It describes a persistent underlying disturbance to conscious thought and is classified largely by its effects on speech and writing. Affected persons may show pressure of speech (speaking incessantly and quickly), derailment or flight of ideas (switching topic mid-sentence or inappropriately), thought blocking, rhyming, punning or 'word salad' when individual words may be intact but speech is incoherent.


Subtypes in detail

Nancy AndreasenTemplate:Ref has given the following definitions.

  • Pressure of speech - An increase in the amount of spontaneous speech compared to what is considered customary.
  • Distractible speech - During mid speech, the subject is changed in response to a stimulus. e.g. "Then I left San Francisco and moved to... where did you get that tie ?"
  • Tangentiality - Replying to questions in an oblique, tangential or irrelevant manner. e.g. "What city are you from ?", "Well, that's a hard question.
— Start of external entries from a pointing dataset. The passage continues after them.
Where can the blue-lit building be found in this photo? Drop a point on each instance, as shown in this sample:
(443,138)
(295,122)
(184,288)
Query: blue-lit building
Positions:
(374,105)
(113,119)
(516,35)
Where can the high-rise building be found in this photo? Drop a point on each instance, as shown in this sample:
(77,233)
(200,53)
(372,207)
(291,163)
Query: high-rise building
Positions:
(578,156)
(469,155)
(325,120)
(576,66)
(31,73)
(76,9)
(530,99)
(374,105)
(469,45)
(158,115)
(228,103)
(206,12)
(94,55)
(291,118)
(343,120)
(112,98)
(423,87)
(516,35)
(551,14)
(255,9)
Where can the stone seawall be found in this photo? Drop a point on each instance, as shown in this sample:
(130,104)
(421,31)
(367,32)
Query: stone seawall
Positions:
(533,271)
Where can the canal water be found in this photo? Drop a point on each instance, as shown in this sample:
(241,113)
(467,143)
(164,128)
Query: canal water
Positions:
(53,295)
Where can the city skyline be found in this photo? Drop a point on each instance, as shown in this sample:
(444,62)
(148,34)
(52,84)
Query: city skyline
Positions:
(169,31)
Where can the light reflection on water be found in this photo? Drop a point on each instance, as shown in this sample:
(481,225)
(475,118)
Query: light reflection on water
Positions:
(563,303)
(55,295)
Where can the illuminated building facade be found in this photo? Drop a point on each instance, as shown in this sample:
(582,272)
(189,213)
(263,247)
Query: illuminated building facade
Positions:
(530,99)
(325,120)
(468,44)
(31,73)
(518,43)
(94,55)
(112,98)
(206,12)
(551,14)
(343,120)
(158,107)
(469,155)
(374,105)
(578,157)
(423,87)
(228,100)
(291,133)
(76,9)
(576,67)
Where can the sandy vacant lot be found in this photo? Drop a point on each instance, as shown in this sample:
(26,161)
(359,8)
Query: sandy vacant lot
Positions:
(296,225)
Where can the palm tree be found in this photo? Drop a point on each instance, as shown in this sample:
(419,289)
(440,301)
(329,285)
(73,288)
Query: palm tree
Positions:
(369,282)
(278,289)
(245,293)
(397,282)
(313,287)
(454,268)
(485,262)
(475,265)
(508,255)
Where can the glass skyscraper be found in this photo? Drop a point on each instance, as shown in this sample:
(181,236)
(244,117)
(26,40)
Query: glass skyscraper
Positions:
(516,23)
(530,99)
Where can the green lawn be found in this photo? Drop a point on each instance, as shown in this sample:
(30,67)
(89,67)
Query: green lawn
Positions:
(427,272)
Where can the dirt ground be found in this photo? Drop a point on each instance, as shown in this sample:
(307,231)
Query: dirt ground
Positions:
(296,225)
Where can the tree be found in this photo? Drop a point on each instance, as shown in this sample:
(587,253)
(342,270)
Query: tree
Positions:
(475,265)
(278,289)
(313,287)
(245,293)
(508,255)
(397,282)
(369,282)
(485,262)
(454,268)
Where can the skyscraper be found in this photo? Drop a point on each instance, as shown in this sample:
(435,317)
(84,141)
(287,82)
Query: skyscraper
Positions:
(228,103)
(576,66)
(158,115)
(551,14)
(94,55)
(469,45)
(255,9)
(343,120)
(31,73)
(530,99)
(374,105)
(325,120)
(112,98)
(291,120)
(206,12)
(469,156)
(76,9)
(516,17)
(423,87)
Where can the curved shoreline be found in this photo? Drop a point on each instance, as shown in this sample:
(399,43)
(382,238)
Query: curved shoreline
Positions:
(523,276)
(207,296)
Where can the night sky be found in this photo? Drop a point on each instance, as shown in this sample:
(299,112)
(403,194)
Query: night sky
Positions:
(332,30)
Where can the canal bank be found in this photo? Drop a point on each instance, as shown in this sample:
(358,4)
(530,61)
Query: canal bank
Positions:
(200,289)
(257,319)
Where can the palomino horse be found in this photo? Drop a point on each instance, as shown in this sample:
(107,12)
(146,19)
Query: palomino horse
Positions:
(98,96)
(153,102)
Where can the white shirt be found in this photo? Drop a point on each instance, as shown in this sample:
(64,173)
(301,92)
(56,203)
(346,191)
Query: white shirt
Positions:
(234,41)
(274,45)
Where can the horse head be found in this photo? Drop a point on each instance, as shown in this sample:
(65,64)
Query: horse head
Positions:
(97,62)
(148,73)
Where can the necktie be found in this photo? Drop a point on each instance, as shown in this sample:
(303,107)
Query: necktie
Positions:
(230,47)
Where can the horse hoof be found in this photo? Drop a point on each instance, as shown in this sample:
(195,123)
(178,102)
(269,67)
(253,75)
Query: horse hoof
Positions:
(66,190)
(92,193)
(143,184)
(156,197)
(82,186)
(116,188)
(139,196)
I'm from Iowa. I really don't know where my relatives came from, so I don't know if I'm Irish or French".
  • Derailment - Ideas slip off the track on to another which is obliquely related or unrelated. e.g. "The next day when I'd be going out you know, I took control, like uh, I put bleach on my hair in California".
  • Incoherence (word salad) - Speech that is unintelligible due to the fact that, though the individual words are real words, the manner in which they are strung together results in incoherent gibberish, e.g. the question "Why do people believe in God?" elicits a response like "Because make a twirl in life, my box is broken help me blue elephant. Isn't lettuce brave? I like electrons, hello."
  • Illogicality - Conclusions are reached that do not follow logically (non sequiturs or faulty inductive inferences).
  • Clanging - Sounds rather than meaningful relationships appear to govern words. e.g. "I'm not trying to make noise. I'm trying to make sense. If you can't make sense out of nonsense, well, have fun".
  • Neologisms - New word formations. e.g. "I got so angry I picked up a dish and threw it at the geshinker".
  • Word approximations - Old words used in a new and unconventional way. e.g. "His boss was a seeover".
  • Circumstantiality - Speech that is very delayed at reaching its goal. Excessive long windedness.
  • Loss of goal - Failure to show a chain of thought to a natural conclusion.
  • Perseveration - Persistent repetition of words or ideas. e.g. "I'll think I'll put on my hat, my hat, my hat, my hat, my hat, my hat, my hat, my hat..."
  • Echolalia - Echoing of other people's speech e.g. "Can we talk for a few minutes?", "Talk for a few minutes".
  • Blocking - Interruption of train of speech before completed.
  • Stilted speech - Speech excessively stilted and formal. e.g. "The attorney comported himself indecorously".
  • Self-reference - Patient repeatedly and inappropriately refers back to self. e.g. "What's the time?", "It's 7 o'clock. That's my problem".
  • Phonemic paraphasia - Mispronounciation; syllables out of sequence. e.g. "I slipped on the lice broke my arm".
  • Semantic paraphasia - Substitution of inappropriate word. e.g. "I slipped on the coat, on the ice I mean, and broke my book".

Diagnostic issues

The concept of thought disorder has been criticised as being based on circular or incoherent definitionsTemplate:Ref. For example, thought disorder is inferred from disordered speech, however it is assumed that disordered speech arises because of disordered thought. Similarly the definition of 'Incoherence' (word salad) is that speech is incoherent.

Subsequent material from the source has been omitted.